Most of the people at the highest levels in the financial institutions who came close to crashing the banking system are still in place at board or senior executive level and drawing massive salaries. Former Fine Gael leader Michael Noonan hit the nail on the head during the Dáil debate on the Central Bank Bill this week when he said that while the Government had done its job in appointing a new Governor and a new regulator, the banks had not done their job.

“The Government has not done its job in respect of the banks because to get a fresh start, we need a clean sweep of everybody who was tainted by the culture. There are many people still in situ who were tainted by the culture and they will revert to type within a year or two years when things settle down . . . It is time for a clean cut.”

It is not just bankers who seem impervious to taking the responsibility that is supposed to go with their enormous salaries. Recent events at the Moriarty tribunal have badly damaged the credibility of a body that has been sitting for 13 years at enormous expense, with its senior lawyers being paid close to €1 million a year. Will anybody be called to account for the serious errors made by the tribunal?

The problem with the professional elite escaping responsibility for its mistakes, with its excessive salaries intact, is that it is capable of putting a huge dent in the spirit of social solidarity so badly needed if the country is to work its way out of present difficulties.
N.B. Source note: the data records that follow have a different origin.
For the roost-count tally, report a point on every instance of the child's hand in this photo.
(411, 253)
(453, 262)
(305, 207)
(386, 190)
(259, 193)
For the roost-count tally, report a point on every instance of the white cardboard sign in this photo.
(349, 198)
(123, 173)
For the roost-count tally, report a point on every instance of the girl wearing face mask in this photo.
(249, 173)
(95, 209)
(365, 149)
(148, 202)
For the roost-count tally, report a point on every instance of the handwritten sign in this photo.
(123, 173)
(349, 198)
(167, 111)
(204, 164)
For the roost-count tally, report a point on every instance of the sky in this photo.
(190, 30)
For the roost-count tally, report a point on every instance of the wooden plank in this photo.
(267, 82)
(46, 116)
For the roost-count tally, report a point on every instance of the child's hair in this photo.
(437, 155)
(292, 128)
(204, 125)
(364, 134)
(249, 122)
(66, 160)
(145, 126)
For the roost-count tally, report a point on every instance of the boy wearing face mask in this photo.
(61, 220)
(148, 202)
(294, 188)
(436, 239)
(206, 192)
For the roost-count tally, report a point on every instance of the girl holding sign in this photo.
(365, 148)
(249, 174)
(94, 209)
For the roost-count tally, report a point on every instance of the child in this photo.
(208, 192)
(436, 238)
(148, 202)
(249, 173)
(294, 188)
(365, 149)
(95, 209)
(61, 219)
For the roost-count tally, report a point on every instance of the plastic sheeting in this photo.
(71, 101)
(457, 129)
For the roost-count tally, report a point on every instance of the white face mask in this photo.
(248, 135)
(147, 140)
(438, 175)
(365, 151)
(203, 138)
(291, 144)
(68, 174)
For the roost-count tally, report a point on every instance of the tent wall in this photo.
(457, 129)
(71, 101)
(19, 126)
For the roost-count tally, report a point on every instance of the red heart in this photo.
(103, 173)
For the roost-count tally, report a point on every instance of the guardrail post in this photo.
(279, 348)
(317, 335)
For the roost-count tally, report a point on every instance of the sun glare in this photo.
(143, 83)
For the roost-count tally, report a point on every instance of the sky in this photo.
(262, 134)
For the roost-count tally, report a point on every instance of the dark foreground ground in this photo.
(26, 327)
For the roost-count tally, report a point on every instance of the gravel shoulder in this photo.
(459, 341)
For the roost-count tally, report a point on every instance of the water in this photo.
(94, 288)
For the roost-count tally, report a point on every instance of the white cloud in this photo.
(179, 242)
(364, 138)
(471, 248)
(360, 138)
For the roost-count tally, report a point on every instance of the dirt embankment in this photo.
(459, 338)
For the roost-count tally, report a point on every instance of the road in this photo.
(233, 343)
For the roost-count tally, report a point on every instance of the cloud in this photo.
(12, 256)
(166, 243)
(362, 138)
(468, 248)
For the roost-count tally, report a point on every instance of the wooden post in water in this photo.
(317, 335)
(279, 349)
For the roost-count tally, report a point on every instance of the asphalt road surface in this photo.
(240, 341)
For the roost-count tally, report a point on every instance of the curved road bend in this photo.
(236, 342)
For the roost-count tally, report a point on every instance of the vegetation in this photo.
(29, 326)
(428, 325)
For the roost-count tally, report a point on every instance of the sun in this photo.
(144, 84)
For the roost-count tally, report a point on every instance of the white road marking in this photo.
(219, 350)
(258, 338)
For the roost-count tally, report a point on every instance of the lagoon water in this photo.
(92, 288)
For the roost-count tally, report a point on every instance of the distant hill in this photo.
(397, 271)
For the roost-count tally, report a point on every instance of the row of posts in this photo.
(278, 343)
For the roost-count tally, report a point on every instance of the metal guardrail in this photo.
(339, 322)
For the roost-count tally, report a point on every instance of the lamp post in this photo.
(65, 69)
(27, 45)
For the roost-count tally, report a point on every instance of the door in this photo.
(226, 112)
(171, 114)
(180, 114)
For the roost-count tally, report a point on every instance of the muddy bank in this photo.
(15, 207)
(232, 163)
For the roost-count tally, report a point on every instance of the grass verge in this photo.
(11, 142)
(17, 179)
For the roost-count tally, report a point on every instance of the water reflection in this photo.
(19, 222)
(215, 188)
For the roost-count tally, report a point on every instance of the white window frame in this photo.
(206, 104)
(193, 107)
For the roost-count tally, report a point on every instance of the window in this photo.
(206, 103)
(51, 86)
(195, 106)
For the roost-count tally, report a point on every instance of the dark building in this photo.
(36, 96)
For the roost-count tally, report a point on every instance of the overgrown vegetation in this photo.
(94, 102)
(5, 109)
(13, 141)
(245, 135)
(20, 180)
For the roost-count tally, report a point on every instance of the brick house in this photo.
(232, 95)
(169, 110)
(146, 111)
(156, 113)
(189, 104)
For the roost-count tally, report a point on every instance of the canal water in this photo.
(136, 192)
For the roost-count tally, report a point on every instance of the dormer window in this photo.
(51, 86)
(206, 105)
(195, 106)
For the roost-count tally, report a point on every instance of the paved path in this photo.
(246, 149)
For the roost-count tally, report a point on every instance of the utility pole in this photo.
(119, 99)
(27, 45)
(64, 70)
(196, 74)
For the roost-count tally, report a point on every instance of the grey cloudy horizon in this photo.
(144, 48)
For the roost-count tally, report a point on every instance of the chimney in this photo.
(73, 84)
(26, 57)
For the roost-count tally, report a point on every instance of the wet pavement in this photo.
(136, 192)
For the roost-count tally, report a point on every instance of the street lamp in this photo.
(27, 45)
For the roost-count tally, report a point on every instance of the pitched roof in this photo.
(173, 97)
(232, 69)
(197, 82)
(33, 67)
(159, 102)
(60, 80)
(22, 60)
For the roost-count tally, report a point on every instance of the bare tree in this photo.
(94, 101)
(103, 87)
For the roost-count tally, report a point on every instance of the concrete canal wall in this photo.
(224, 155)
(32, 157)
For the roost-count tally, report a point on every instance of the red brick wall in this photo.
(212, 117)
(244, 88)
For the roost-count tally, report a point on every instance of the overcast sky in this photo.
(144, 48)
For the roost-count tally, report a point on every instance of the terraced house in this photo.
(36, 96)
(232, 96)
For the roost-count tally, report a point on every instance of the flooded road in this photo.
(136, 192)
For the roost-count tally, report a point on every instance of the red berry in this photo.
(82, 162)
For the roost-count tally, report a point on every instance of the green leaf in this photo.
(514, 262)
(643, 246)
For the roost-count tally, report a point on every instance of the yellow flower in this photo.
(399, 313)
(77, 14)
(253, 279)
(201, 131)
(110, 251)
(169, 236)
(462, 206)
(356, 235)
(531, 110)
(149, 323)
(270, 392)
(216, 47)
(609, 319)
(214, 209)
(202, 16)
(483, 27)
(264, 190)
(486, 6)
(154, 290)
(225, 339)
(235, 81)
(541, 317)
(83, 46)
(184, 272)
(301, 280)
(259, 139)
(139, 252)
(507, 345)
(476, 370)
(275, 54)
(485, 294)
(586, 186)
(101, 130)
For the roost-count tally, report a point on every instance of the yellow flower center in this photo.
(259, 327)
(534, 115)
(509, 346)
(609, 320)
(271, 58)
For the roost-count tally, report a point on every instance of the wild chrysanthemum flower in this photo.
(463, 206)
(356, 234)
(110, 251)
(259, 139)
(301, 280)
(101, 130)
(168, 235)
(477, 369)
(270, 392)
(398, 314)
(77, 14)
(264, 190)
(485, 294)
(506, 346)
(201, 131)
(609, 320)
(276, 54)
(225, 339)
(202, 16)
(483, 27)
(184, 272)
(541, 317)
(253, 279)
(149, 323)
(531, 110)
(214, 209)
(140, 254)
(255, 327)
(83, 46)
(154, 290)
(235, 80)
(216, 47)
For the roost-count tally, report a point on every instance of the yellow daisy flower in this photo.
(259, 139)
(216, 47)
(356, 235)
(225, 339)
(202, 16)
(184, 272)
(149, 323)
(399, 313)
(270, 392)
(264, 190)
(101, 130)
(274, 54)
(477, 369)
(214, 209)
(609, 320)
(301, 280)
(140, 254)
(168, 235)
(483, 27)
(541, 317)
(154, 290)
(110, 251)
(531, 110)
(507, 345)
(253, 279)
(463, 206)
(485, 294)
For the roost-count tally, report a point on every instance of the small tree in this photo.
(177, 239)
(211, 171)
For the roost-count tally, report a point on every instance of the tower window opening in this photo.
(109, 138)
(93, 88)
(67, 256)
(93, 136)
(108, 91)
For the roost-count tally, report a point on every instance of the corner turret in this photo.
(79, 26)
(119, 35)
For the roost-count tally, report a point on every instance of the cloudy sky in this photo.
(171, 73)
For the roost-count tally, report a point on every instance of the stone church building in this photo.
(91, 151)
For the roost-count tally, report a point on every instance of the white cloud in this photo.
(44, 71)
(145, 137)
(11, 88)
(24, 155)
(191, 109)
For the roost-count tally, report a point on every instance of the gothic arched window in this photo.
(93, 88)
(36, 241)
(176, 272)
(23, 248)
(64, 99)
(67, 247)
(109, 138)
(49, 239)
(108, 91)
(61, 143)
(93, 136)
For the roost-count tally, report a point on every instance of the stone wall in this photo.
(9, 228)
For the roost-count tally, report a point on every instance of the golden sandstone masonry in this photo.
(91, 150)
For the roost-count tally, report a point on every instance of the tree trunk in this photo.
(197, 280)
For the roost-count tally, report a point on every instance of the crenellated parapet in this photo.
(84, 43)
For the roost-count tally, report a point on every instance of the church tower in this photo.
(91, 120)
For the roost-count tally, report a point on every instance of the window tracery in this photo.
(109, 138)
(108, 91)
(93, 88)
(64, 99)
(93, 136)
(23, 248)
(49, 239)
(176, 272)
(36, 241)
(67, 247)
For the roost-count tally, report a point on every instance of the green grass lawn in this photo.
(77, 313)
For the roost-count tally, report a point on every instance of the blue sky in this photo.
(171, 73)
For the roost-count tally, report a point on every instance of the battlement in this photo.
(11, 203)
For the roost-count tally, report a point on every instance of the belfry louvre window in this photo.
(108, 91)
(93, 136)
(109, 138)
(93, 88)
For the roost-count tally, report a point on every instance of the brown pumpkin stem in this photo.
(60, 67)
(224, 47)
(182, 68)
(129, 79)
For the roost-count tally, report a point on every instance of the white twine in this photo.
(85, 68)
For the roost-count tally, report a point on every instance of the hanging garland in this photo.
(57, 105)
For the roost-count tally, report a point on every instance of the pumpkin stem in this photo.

The disconnection that exists between the rich and the rest of society is mirrored to some extent by the disconnection between public sector workers who have secure jobs and generous pensions and private sector workers who don’t.

However, the Government’s effort to persuade public service workers of the need to accept reform are undermined by the spectacle of wealthy bankers, lawyers and other professionals, on far higher incomes, continuing to feather their own nests without a thought for the public purse.

There is also huge and justified public resentment at the politicians who got us into the mess. The biggest problem facing the Fianna Fáil-led Government is that because of its past action, or inaction, it lacks the moral authority to persuade people it is doing the right thing. It is important, though, not to lose sight of the fact that the country can be dragged out of its difficulties through a concerted effort by Government, supported by all segments of society.

The many prophets of doom often don’t understand basic economic facts but the danger is that they could undermine the national will to deal with the problem in a resolute but fair fashion. The most urgent task is to restore the public finances to a healthy state. While the money poured into Anglo Irish Bank has added to the difficulties, it has not undermined the capacity of the country to deal with them.

As long as the Government continues to focus on getting the public finances in order and takes whatever decisions in terms of cutting spending or raising taxes that are necessary to reduce the deficit there is no reason to give in to counsels of despair.

The Greek debacle shows what will happen if we don’t face up to reality.
The banking controversy of the past week could do serious damage if its saps the will of those involved at various levels in trying to get the public finances under control.